The time and cost of labeling training data is one of the biggest bottlenecks in deploying machine learning today. Snorkel Flow enables users to label data programmatically instead using push-button or programmatically-defined labeling functions, to label data quickly, flexibly, and in an interpretable and auditable way. These labeling functions can be used to express subject matter expertise in the form of rules, heuristics, and pattern matchers, as well as to leverage organizational knowledge resources such as existing labels or models, legacy rules, knowledge bases and graphs, and more.
The resulting technical challenge is that these user-developed labeling strategies can be inaccurate, overlap and disagree, be correlated, and have minimal data coverage.

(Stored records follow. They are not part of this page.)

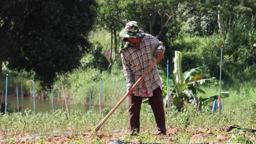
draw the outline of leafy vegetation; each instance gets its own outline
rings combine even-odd
[[[44,88],[51,85],[57,93],[61,80],[70,103],[88,104],[91,91],[94,107],[86,113],[72,111],[70,121],[62,110],[36,115],[31,110],[24,115],[11,111],[1,113],[0,137],[8,139],[7,143],[16,142],[26,122],[23,136],[47,132],[53,136],[56,135],[53,131],[61,131],[61,136],[66,136],[65,140],[71,143],[118,140],[127,143],[256,142],[255,133],[246,130],[256,127],[254,1],[0,1],[0,70],[0,70],[0,93],[4,89],[6,74],[9,74],[10,94],[22,82],[28,92],[27,96],[31,96],[29,92],[32,93],[32,86],[27,82],[34,77],[37,97],[44,94]],[[187,102],[179,106],[177,100],[172,101],[166,119],[168,138],[154,135],[154,116],[147,103],[142,106],[142,133],[138,136],[127,134],[126,101],[102,127],[105,133],[98,135],[91,133],[102,118],[96,111],[101,78],[103,116],[126,93],[117,53],[121,41],[118,34],[131,20],[137,21],[142,29],[159,38],[166,48],[165,59],[159,65],[162,68],[164,96],[167,60],[171,62],[169,71],[178,65],[186,71],[169,75],[173,97]],[[218,82],[196,82],[202,78],[202,73],[206,77],[218,79],[221,45],[224,45],[221,90],[229,92],[229,97],[222,97],[223,113],[219,115],[211,112],[212,100],[219,93]],[[172,62],[176,51],[182,53],[178,65]],[[54,95],[56,98],[57,94]],[[193,100],[202,103],[196,115],[196,107],[191,105]],[[224,132],[230,125],[241,128]],[[50,136],[28,142],[50,142]]]

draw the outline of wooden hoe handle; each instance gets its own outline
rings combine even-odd
[[[135,84],[133,85],[132,87],[131,88],[131,90],[133,90],[137,86],[139,83],[139,82],[144,79],[145,76],[149,73],[151,70],[154,68],[154,67],[156,64],[156,63],[158,62],[158,60],[155,60],[155,61],[150,65],[149,68],[144,73],[144,74],[137,81],[137,82],[135,83]],[[117,110],[117,109],[119,106],[119,105],[124,101],[124,100],[126,98],[126,97],[128,96],[128,92],[125,94],[125,95],[115,105],[115,106],[111,110],[111,111],[107,115],[107,116],[101,121],[101,122],[98,124],[97,127],[94,130],[96,132],[98,131],[98,130],[100,129],[100,128],[104,124],[104,123],[107,121],[107,120],[109,118],[109,117],[112,115],[112,113]]]

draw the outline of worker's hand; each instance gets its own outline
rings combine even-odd
[[[162,52],[159,51],[157,52],[156,59],[158,59],[158,61],[160,61],[161,59],[163,59],[164,57],[164,53]]]
[[[128,93],[128,95],[131,95],[133,93],[133,90],[132,89],[132,86],[129,86],[127,88],[127,92]]]

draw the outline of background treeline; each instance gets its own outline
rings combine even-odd
[[[75,98],[90,89],[97,94],[103,76],[117,84],[105,88],[121,89],[120,97],[125,83],[118,33],[131,20],[164,43],[163,67],[179,51],[183,71],[205,66],[207,77],[219,78],[224,45],[223,80],[253,80],[255,14],[255,0],[2,0],[0,87],[7,73],[16,76],[14,87],[35,78],[40,89],[57,87],[60,79]]]

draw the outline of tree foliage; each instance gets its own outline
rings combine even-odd
[[[94,0],[0,2],[0,50],[8,67],[33,71],[50,86],[57,74],[77,68],[91,47]]]

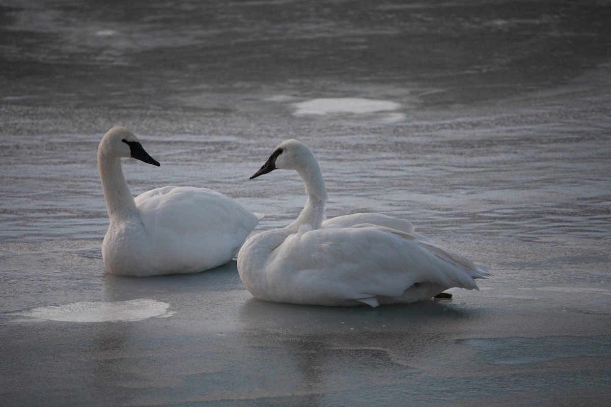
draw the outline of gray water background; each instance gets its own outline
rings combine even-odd
[[[609,1],[4,1],[2,405],[573,406],[611,396]],[[320,98],[392,112],[296,115]],[[284,226],[318,158],[329,217],[362,211],[490,266],[479,292],[376,309],[252,298],[235,262],[107,275],[96,149],[134,195],[206,186]],[[31,310],[148,298],[167,318]],[[29,316],[28,316],[29,315]],[[112,320],[112,317],[109,317]]]

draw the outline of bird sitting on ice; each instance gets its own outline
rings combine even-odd
[[[452,287],[477,289],[487,268],[380,214],[323,220],[327,193],[312,151],[296,140],[276,148],[251,179],[295,170],[307,201],[288,226],[249,239],[238,254],[240,278],[259,300],[313,305],[412,303]]]
[[[162,187],[134,199],[123,157],[159,165],[125,128],[112,128],[100,142],[98,169],[110,218],[102,258],[109,273],[146,276],[216,267],[235,256],[258,223],[239,203],[207,188]]]

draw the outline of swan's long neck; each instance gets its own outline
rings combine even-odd
[[[98,170],[111,222],[140,217],[121,169],[121,157],[98,152]]]
[[[324,203],[327,201],[327,192],[324,189],[324,180],[320,172],[320,167],[312,155],[306,165],[298,172],[306,185],[307,201],[299,217],[291,224],[291,229],[299,229],[302,226],[312,229],[320,228],[324,220]]]

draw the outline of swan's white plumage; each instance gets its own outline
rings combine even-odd
[[[278,151],[280,151],[280,153]],[[316,305],[411,303],[445,289],[477,289],[487,269],[414,231],[409,222],[380,214],[322,221],[326,198],[313,155],[287,140],[253,177],[296,170],[308,200],[297,220],[248,239],[238,256],[247,289],[260,300]]]
[[[207,188],[163,187],[134,199],[121,168],[120,158],[132,156],[123,140],[137,143],[131,131],[115,127],[98,148],[110,219],[102,243],[107,271],[136,276],[197,273],[231,260],[257,217]]]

Snorkel Flow uses novel, theoretically-grounded techniques to model, integrate, and clean this programmatically-labeled data to yield the same or greater accuracy as hand-labeled data.
In addition to labeling data, Snorkel Flow enables users to programmatically perform other key operations on training data, including augmenting training datasets by creating transformed data copies, slicing training datasets into critical subsets for monitoring and model prioritization, and more.
Whereas these key techniques are often implemented by hand in practice, Snorkel Flow enables users to programmatically express them and then uses novel algorithmic approaches to tune and optimize them. The result is faster, smarter, and more finely controllable ML.
One of the largest blockers to applying machine learning to many problem domains and sectors is the sensitivity of the data involved.
With Snorkel Flow’s programmatic approach to training data, not only can training data labeling and management be kept on-premises or self-hosted, it can be done without humans needing to view the majority of the data — setting a new high bar for practical, private machine learning.
The core slowdown in most iterative development loops involving machine learning is the need to label and re-label data by hand. With the shift to programmatic labeling and management of training data, monitoring and analysis leads to imminently actionable steps for improvement in the data — leading to a fast and responsive iterative loop.
Similarly, programmatic training data enables a fundamentally new but pragmatic level of auditability and versioning — since training data is labeled and managed by code.
Modern ML models and training techniques are powerful but data-hungry.
Snorkel Flow includes and enables these types of models (e.g., BERT, XLNet, etc.) and techniques (transfer learning, multi-task learning, ensembling, etc.) with training datasets that can be orders of magnitude larger than ones hand-labeled, and latest techniques are regularly integrated with the platform so that you can have access to the latest and greatest technology as it evolves.
The same algorithmic and theoretical techniques that power Snorkel Flow's ability to estimate the quality of diverse labeling functions and integrate their outputs applies equally to hand-labeled data. Though no hand-labeled training data is needed to use Snorkel Flow, if you have it, Snorkel Flow will manage it for you — automatically estimating the quality of your annotators and identifying unreliable or adversarial labelers.
The Snorkel Flow platform provides an array of collaboration and workflow tools to integrate subject matter expert labelers into your workflow — whether they are labeling a small test or validation data split, or providing higher-level feedback on a difficult portion of the training dataset to assist with development.
Snorkel Flow is informed by novel research into machine learning systems and weak supervision out of the Stanford AI Lab and beyond, funded by DARPA, ONR, DoD, NIH, NSF, Google, Intel, Microsoft, and many others, taught in several introductory and advanced machine learning courses, and published in over thirty-six peer-reviewed papers.